O pleno do Superior Tribunal de Justiça (STJ) afastou o ministro Marco Buzzi de suas atribuições até que denúncias de assédio sexual contra ele sejam apuradas. Buzzi chegou a apresentar atestado de 90 dias, nesta terça-feira (10/2), mas, ainda assim, os colegas decidiram que ele não deve estar no cargo enquanto corre a sindicância. Há ainda apurações no Conselho Nacional de Justiça (CNJ) e no Supremo Tribunal Federal (STF).
A decisão do pleno pelo afastamento cautelar foi unânime dentro de sindicância já instaurada na Corte.

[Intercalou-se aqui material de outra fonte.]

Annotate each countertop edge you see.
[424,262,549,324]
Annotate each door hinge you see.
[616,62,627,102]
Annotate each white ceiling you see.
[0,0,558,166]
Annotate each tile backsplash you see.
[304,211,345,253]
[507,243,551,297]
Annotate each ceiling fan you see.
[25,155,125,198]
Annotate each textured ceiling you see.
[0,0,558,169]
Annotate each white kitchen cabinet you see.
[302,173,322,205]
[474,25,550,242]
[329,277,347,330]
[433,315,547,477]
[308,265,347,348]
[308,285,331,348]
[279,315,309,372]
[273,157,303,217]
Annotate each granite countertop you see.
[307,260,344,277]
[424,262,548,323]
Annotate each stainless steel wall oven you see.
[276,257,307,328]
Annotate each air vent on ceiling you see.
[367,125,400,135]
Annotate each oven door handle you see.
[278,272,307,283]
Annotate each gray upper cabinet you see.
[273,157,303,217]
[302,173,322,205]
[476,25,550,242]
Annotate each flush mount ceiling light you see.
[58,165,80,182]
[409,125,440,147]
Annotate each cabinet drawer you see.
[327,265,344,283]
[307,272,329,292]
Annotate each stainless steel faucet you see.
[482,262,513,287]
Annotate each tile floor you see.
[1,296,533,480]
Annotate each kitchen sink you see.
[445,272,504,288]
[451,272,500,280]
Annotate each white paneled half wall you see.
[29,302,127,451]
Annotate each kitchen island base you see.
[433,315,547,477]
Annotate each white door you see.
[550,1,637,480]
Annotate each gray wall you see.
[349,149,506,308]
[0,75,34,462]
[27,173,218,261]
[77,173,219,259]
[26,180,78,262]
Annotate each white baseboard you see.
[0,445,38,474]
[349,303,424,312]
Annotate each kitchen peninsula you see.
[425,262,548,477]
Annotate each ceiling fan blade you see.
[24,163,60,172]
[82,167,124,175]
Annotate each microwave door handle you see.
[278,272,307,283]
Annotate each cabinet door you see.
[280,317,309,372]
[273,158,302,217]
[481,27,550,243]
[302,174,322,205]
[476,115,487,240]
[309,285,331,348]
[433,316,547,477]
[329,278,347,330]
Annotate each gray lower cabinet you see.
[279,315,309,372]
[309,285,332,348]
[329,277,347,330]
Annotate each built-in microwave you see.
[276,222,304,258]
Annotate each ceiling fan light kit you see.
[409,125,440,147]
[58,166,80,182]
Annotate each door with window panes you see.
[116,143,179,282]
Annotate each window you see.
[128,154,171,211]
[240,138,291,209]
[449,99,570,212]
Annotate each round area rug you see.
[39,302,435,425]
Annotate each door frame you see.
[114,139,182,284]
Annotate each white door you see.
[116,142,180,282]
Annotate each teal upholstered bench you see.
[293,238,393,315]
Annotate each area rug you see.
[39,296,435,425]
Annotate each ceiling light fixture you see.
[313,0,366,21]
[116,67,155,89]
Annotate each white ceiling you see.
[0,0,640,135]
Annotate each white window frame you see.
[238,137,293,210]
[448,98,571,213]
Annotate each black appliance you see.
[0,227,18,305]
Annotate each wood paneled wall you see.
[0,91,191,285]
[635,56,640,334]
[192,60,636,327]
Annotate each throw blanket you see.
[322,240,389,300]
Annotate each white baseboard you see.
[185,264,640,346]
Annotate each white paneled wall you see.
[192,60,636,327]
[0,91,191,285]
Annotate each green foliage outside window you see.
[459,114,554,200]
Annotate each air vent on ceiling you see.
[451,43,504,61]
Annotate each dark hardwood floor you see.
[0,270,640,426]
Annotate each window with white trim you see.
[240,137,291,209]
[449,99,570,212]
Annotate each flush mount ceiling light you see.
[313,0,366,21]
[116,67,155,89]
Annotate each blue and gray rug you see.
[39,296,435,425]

No período em que a decisão permanecer, o ministro ficará impedido de usar seu local de trabalho, o veículo oficial e as demais prerrogativas inerentes ao exercício da função. Uma comissão de sindicância para deliberar sobre o resultado das apurações foi marcada para o dia 10 de março.

Buzzi foi alvo de duas denúncias de assédio sexual. A primeira mulher que o denunciou foi uma jovem de 18 anos, filha de amigos do ministro. O segundo relato de assédio sexual chegou ao CNJ. Fontes ouvidas pela coluna afirmaram que o corregedor nacional, ministro Mauro Campbell Marques, ouviu declarações da nova suposta vítima e registrou oficialmente a denúncia.